La mayoría de los países del mundo pretenden tener regímenes democráticos, pero ningún partido con relevancia electoral, desde la izquierda a la derecha, considera la guerra un peligro inminente y asume la lucha por la paz como su principal bandera. La paz no gana votos. La guerra trae muertos y los muertos no votan. Ningún partido se imagina haciendo propaganda electoral en cementerios o fosas comunes. Tampoco se imagina que sin vivos no hay partidos. Todo esto parece absurdo, pero el absurdo ocurre cuando la razón duerme, como nos advirtió Francisco de Goya hace 225 años en su cuadro El sueño de la razón produce monstruos. No necesitamos remontarnos tan atrás.
Las lecciones (o ilusiones) de la historia
Volvamos a 1900. Inglaterra era entonces el país más poderoso del mundo. Pero como todo apogeo significa el comienzo del declive, la competencia pacífica de EEUU empezaba a ser temida. El crecimiento económico de EEUU era vertiginoso, los últimos inventos de la revolución industrial se estaban produciendo allí y, entre las muchas ventajas sobre Europa, una era especialmente valiosa: EEUU gastaba muy poco dinero en armamento. Según los informes de la época, un país de 75 millones de habitantes tenía un ejército de 25.000 hombres y un presupuesto de defensa ridículo para un país de ese tamaño. Por otra parte, los países europeos más desarrollados (Inglaterra, Alemania y Francia) competían cada vez más entre sí por el reparto colonial y la superioridad industrial (Alemania estaba cada vez más en el punto de mira) y entraban en la carrera de armamentos. Además, entre 1899 y 1902, Inglaterra libraba en Sudáfrica una sórdida guerra colonial contra los bóers. Estaba en juego el control de la producción de oro y el sueño imperial de Cecil Rhodes: desde el ferrocarril entre Ciudad del Cabo y El Cairo hasta el control total del mundo para que «las guerras fueran imposibles por el bien de la humanidad». La dominación imperial capitalista exigía la guerra y la carrera armamentística, supuestamente para hacer imposible la guerra en el futuro. ¿Hay similitudes con los actuales discursos bélicos de EEUU y la Unión Europea para derrotar a Rusia y China? Las hay, pero también hay diferencias.

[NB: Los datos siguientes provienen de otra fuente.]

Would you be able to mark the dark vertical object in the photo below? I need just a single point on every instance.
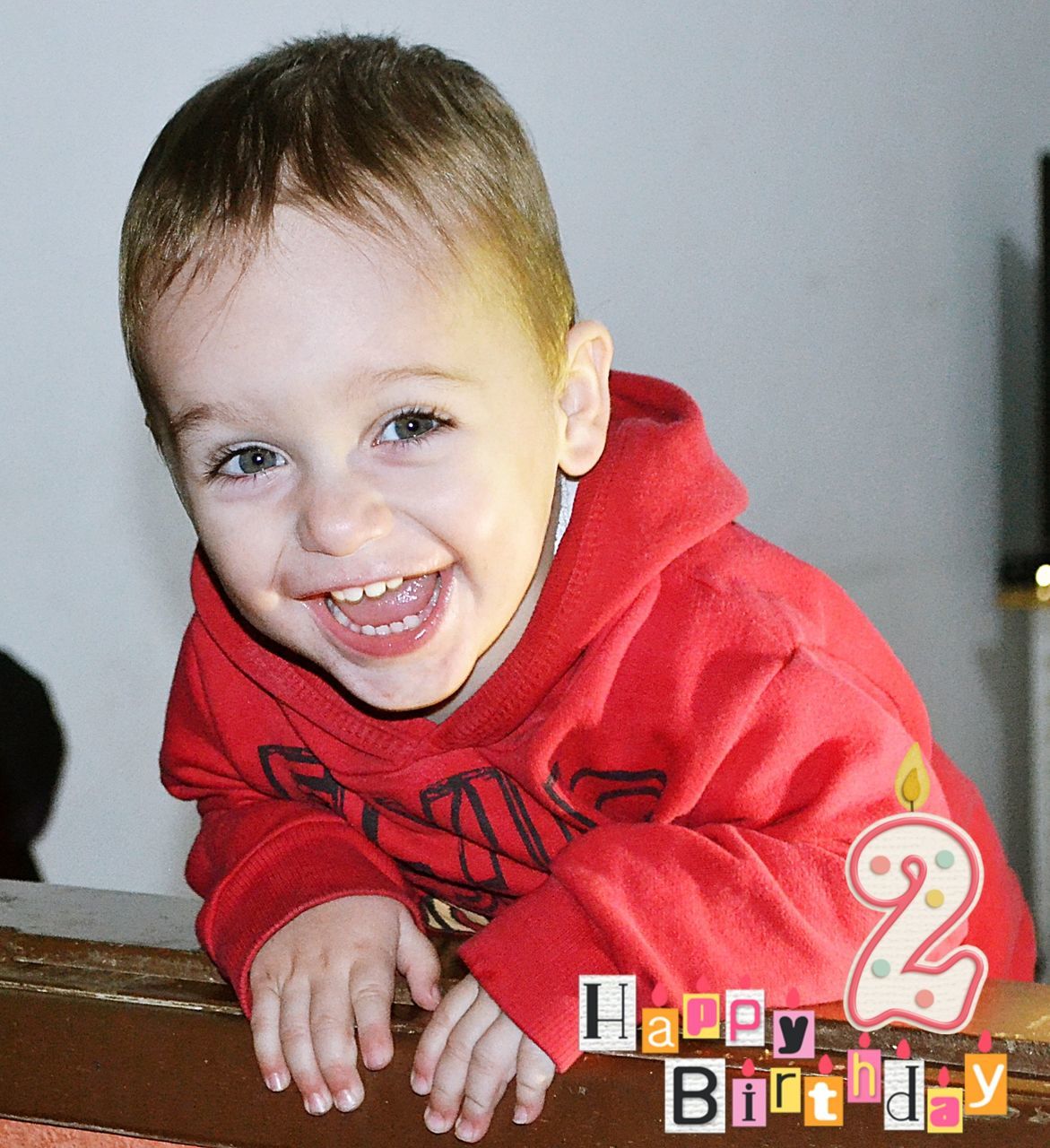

En la primera década del siglo XX se observaron dos movimientos: uno en la opinión pública y otro en el mundo empresarial. En la opinión pública predominaba una apología de la paz frente a los peligros de una guerra que sería fatalmente mortal. El siglo XX iba a ser el siglo de la paz, sin la cual no sería posible la prosperidad que se anunciaba. En 1899 se celebró en La Haya la primera Conferencia Internacional de la Paz y, al año siguiente, el Congreso Mundial de la Paz. A partir de entonces, hubo muchos congresos y reuniones internacionales sobre la paz. Se deploró que la cooperación internacional se profundizara en todos los ámbitos (correos, ferrocarriles, etc.) excepto en el político. Entre 1893 y 1912 se publicaron 25 libros contra la carrera armamentística. Se publicó Quién es Quién en el Movimiento por la Paz. Se decía que los recientes inventos en material bélico (pólvora sin humo, fusiles de tiro rápido, sustancias explosivas como la lidita, la melinita y la nitroglicerina, etc.) hacían que la guerra no sólo fuera muy mortífera, sino imposible de ganar para cualquiera de los bandos en conflicto. La guerra siempre acababa en tablas y tras muchas muertes y devastación. Un periodista del Echo inglés dimitió del periódico para no tener que defender la guerra contra los bóers, y 200 intelectuales ingleses de alto nivel organizaron una cena en su honor. Entre 1900 y 1910 se celebraron más de mil congresos pacifistas: obreros, anarquistas, socialistas, librepensadores, esperantistas, mujeres. Se decía que el crecimiento de la democracia en Europa y Estados Unidos era incompatible con la guerra y que el gran número de acuerdos de arbitraje era la mejor demostración de ello. El sociólogo ruso Jakov Novikov demostró que el bienestar de las masas nunca había mejorado con las guerras, sino todo lo contrario. Se escribía sobre «la ilusión de la guerra» y las publicaciones vendían muchos miles de ejemplares.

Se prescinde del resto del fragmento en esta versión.